Before running these examples, ensure you have:

  1. Seeknal installed (see Installation Guide)
  2. Project and Entity configured (see Initialization)
  3. DuckDB engine (default, no additional setup) or Spark engine (requires PySpark)

Core Concepts

Feature Groups

A FeatureGroup is a logical grouping of related features that:

  • Share the same entity (e.g., user, product, transaction)
  • Are typically computed from the same data source
  • Support both offline (batch) and online (real-time) materialization

Engines

Seeknal provides two feature store engines:

Engine Best For DataFrame Type Setup
DuckDB (FeatureGroupDuckDB) Datasets <100M rows, dev/test, rapid prototyping Pandas None (included)
Spark (FeatureGroup) Datasets >100M rows, distributed processing PySpark Requires Spark

Materialization

Materialization is the process of computing and storing features. Seeknal supports:

  • Offline Store: For batch processing and training (Parquet/Delta format)
  • Online Store: For low-latency feature serving

Creating a Feature Group

from seeknal.featurestore.duckdbengine.feature_group import (
    FeatureGroupDuckDB,
    HistoricalFeaturesDuckDB,
    OnlineFeaturesDuckDB,
    FeatureLookup,
    Materialization,
)
from seeknal.entity import Entity
from datetime import datetime

# Create entity
user_entity = Entity(name="user", join_keys=["user_id"])

# Create feature group with DuckDB engine
fg = FeatureGroupDuckDB(
    name="user_activity_features",
    entity=user_entity,
    materialization=Materialization(event_time_col="event_date"),
    description="User activity aggregation features",
)

Creating from DataFrame

import pandas as pd

# Create sample DataFrame
user_df = pd.DataFrame({
    "user_id": ["user_001", "user_002", "user_003"],
    "event_date": ["2024-01-15", "2024-01-15", "2024-01-15"],
    "total_spend": [150.0, 75.5, 200.0],
    "order_count": [3, 1, 5],
})

# Set DataFrame and auto-detect features
fg.set_dataframe(user_df).set_features()

# Write features
fg.write(feature_start_time=datetime(2024, 1, 1))
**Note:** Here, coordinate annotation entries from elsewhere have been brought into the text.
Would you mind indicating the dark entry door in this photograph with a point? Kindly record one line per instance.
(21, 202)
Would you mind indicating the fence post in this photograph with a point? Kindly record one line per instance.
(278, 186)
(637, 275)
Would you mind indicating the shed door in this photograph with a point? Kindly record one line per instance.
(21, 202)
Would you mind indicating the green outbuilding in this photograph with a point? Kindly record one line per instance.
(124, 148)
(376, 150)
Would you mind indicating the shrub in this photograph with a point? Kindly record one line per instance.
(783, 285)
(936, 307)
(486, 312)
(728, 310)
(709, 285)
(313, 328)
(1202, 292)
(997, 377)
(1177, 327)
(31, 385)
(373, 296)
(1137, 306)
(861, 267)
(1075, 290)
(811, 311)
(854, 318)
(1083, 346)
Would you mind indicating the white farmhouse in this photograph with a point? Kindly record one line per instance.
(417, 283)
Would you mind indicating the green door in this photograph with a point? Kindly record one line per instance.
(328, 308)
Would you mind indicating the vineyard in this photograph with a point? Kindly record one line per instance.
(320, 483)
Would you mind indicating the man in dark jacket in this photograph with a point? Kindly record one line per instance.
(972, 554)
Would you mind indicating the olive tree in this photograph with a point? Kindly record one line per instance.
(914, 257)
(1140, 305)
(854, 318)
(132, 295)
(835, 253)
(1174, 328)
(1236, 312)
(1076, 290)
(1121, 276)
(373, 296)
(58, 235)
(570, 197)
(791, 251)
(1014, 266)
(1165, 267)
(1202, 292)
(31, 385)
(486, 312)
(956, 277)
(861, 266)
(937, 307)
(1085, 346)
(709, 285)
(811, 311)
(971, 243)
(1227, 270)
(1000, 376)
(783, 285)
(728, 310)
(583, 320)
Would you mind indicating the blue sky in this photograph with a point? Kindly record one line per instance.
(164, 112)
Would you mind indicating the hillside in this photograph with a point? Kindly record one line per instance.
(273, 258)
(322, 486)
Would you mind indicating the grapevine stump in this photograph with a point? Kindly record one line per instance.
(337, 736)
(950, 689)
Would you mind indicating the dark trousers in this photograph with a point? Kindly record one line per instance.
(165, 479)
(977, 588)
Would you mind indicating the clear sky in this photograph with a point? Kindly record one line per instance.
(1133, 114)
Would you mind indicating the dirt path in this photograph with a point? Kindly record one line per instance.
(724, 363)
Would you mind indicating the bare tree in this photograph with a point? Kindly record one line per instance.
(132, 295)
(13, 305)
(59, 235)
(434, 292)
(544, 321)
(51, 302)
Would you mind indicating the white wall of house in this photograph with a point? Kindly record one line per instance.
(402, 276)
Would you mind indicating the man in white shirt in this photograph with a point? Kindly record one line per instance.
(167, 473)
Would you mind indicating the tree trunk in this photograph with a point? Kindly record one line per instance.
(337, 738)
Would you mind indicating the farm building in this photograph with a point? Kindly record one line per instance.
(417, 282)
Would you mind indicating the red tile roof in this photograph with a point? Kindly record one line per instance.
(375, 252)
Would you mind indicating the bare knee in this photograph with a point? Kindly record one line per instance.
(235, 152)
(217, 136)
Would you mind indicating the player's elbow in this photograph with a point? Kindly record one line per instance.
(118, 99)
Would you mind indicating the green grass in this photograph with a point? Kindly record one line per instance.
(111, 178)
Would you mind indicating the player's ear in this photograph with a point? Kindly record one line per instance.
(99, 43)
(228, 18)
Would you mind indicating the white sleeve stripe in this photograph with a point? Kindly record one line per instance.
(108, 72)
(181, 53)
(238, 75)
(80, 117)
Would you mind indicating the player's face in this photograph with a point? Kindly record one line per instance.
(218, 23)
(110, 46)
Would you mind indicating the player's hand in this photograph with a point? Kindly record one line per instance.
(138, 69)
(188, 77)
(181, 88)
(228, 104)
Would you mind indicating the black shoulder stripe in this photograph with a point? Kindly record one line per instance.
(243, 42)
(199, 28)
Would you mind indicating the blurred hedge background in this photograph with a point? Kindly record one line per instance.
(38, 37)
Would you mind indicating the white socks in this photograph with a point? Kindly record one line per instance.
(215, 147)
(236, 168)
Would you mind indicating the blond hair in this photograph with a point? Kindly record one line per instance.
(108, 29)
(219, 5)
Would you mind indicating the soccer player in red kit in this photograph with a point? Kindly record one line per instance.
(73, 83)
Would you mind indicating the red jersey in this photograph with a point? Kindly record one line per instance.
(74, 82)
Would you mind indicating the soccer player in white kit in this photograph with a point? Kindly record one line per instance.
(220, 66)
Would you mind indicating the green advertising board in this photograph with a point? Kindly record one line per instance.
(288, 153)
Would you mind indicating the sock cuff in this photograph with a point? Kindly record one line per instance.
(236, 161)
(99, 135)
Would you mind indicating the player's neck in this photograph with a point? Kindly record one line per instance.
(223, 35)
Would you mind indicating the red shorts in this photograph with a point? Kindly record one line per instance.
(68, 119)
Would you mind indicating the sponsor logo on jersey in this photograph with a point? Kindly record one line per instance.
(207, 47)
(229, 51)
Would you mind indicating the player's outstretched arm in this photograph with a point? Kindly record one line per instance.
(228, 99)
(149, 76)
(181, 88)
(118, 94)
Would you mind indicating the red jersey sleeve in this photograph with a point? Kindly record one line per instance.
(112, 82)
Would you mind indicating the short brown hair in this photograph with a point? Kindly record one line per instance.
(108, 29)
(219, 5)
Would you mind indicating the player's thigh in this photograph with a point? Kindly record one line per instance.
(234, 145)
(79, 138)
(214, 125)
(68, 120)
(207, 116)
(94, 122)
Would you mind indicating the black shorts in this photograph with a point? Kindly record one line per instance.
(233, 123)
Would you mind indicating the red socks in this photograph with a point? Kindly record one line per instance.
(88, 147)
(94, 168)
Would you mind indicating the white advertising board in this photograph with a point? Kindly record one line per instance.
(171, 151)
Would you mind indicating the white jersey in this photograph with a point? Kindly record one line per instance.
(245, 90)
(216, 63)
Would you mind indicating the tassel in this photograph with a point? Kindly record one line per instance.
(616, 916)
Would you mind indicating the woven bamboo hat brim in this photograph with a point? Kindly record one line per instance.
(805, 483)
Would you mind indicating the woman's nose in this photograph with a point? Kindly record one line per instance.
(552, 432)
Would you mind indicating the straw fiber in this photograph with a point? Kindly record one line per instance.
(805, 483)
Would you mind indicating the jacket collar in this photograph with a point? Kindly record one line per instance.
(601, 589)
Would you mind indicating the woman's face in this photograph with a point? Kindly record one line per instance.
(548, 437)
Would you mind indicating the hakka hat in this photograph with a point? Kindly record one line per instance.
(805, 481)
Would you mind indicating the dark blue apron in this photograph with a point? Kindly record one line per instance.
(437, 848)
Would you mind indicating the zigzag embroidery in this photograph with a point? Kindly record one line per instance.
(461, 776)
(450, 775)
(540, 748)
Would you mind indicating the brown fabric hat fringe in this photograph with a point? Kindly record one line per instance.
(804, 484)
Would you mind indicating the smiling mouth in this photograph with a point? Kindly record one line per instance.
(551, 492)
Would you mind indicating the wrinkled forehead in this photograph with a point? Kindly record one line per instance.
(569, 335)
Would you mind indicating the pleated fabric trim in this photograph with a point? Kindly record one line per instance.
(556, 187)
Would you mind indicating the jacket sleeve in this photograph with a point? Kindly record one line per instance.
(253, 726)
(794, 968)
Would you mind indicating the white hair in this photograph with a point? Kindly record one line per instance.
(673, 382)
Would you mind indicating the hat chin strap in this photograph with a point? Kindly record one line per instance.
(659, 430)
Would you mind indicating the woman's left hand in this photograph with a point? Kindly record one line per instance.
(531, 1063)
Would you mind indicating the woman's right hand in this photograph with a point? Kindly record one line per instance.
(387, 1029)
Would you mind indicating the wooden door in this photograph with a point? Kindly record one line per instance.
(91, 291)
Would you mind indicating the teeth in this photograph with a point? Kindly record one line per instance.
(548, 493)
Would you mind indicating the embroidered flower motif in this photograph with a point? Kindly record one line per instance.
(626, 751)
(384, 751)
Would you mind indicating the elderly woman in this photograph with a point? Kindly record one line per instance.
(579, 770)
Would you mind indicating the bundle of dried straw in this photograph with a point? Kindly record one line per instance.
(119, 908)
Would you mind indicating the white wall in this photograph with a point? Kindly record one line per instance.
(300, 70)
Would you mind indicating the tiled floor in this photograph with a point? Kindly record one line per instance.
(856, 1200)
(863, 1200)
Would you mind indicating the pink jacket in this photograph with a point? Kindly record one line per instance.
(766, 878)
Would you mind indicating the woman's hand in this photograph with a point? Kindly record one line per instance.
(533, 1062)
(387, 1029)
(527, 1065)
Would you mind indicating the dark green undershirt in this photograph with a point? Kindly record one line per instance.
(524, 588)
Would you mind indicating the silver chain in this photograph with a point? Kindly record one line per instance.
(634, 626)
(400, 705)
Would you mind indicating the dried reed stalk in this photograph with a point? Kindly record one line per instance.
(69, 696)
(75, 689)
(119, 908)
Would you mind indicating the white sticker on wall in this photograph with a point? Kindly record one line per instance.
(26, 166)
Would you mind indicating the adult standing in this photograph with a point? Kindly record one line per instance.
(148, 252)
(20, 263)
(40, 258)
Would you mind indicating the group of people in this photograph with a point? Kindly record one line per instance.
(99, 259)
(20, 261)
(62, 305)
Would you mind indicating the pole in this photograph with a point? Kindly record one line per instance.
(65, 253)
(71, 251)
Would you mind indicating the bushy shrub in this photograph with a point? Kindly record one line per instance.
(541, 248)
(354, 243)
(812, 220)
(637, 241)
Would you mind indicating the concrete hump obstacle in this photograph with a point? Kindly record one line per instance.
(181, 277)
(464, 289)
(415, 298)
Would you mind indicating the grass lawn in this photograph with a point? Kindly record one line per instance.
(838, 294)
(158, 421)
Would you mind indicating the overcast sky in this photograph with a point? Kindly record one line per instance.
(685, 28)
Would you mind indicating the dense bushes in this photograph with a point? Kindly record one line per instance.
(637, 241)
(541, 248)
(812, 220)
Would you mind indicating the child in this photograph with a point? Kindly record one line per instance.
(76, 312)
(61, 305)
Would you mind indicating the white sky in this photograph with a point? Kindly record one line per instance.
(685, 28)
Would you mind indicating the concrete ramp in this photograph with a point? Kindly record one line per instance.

Retrieving Historical Features

Use FeatureFrame.pit_join() within transforms:

from seeknal.pipeline import transform

@transform(name="training_data")
def training_data(ctx):
    # Get labels spine (user_id, application_date, label)
    labels = ctx.ref("source.churn_labels")

    # PIT join: features as of each application_date
    features_df = ctx.ref("feature_group.user_activity_features").pit_join(
        spine=labels,
        date_col="application_date",
        keep_cols=["label"],
    )
    return features_df

Online Feature Serving

Use ctx.features() for real-time feature lookup:

from seeknal.pipeline import transform

@transform(name="predictions")
def predictions(ctx):
    # Get latest features for all users
    features = ctx.features("user", [
        "user_activity_features.total_spend",
        "user_activity_features.order_count",
    ])

    # features is a DataFrame with all users' latest features
    return features

DuckDB Performance

Based on real dataset (73,194 rows x 35 columns): - Write: 0.08s (897K rows/sec) - Read: 0.02s (3.6M rows/sec) - Point-in-time join: <0.5s


Spark Engine (For Large-Scale Processing)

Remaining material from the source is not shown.